Speaking strictly to the portions of the book that deal with rock and roll artists: their stories are the most plentiful, but the least revealing. Again, much of the information on artists like Patti Smith, Television, and Bruce Springsteen is well known and well-documented. But when taken as breaks between exploring the fanatics-only world of salsa, Latin, jazz, funk, fusion, and experimental genres, as well as touching upon the beginnings of hip-hop (Hermes points to learning about the subject from Can’t Stop, Won’t Stop by Jeff Chang), the narrative becomes more successful.
Still, when looking strictly at the scope of the portions dealing with rock and roll, it seems to toss aside some artists who are now critically beloved but there’s very little about them available to speak to. Patti Smith and Bruce Springsteen take up the majority of the space here, as do the New York Dolls in the initial two chapters; and the closer the book gets to the end, Talking Heads seem more significant as being a one-band transitional period for 80’s New Wave. It’s nice for when the Heartbreakers show up, though weighed down in the band’s obvious drug problems. Blondie is best appreciated in the book’s epilogue, where Hermes muses that “The CBGB band once voted least likely to succeed, Blondie, blew up bigger than anyone. . .” before pointing that they incorporated the near-by disco and rap sounds into their own music, the same way David Byrne and Talking Heads brought in world music, funk, etc.. And while those two bands are perhaps better appreciated nowadays than they were then, there is skim to little to say about the two artists that are more responsible for the current state of indie-pop and indie-rock thanks to their influence on the bands that immediately followed the era, stretching into the 90’s, and even today: Television. Tom Verlaine and Co. take up a good chunk of the ’74 and ’75 chapters, but become non-existent by ’77, with no mention of their over-looked and equally brilliant second album, Adventure, until the epilogue. For a band as influential as they are, they should have been approached with as much reverence as Springsteen and Smith. Maybe there’s just not quite enough out there, but it still feels like an oversight, just as much as there is nothing to say of Paul Simon’s solo output being released at this time.
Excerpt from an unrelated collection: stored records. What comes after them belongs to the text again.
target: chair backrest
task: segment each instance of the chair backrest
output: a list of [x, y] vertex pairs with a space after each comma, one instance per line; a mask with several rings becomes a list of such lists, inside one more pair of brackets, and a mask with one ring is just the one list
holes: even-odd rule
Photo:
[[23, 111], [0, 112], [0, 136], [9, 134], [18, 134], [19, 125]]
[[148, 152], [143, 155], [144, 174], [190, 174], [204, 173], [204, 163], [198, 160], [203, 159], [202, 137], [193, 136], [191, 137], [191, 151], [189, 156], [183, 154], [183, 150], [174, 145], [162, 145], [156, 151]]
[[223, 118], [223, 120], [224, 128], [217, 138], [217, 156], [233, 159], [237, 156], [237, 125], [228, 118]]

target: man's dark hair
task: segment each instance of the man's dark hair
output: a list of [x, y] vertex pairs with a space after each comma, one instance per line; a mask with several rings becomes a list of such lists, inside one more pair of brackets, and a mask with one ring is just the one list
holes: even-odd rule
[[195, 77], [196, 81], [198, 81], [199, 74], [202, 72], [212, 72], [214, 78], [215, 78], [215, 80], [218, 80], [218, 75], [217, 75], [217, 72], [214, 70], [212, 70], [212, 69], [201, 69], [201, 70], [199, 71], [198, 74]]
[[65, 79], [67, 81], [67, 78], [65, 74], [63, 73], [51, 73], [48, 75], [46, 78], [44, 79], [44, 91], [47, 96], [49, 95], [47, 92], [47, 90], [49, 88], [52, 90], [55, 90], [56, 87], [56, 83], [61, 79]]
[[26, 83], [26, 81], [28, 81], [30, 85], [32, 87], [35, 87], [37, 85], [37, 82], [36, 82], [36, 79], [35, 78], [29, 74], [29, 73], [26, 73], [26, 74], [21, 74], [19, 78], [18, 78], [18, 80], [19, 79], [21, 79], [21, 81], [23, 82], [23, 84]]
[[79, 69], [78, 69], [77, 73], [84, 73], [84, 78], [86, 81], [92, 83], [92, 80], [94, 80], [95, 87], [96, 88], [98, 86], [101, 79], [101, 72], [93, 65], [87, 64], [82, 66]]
He may have been of the old guard of the ’60s, but if there’s room to muse on Dylan’s Blood on the Tracks, there must be something, anything, to say of There Goes Rhymin’ Simon or Still Crazy After All These Years, released in 1973 and 1975, respectively.
Between the mandatory background noise of New York City headlines and Hermes’ own personal reflections of being a teen in the era, what’s at heart is a fascinating document of the zeitgeist of a time and a place. The book inspires in all the right places in terms of the wonders that small community-minded artists can create out of desperation and determination. And ultimately, it is a fine primer to anyone interested in the rumblings of punk, the direction of folk-rock artists, and the quick rise and fall of disco. Love Goes to Buildings on Fire makes the case that no era should ever be considered a creative dark age, like so many rock critics have before.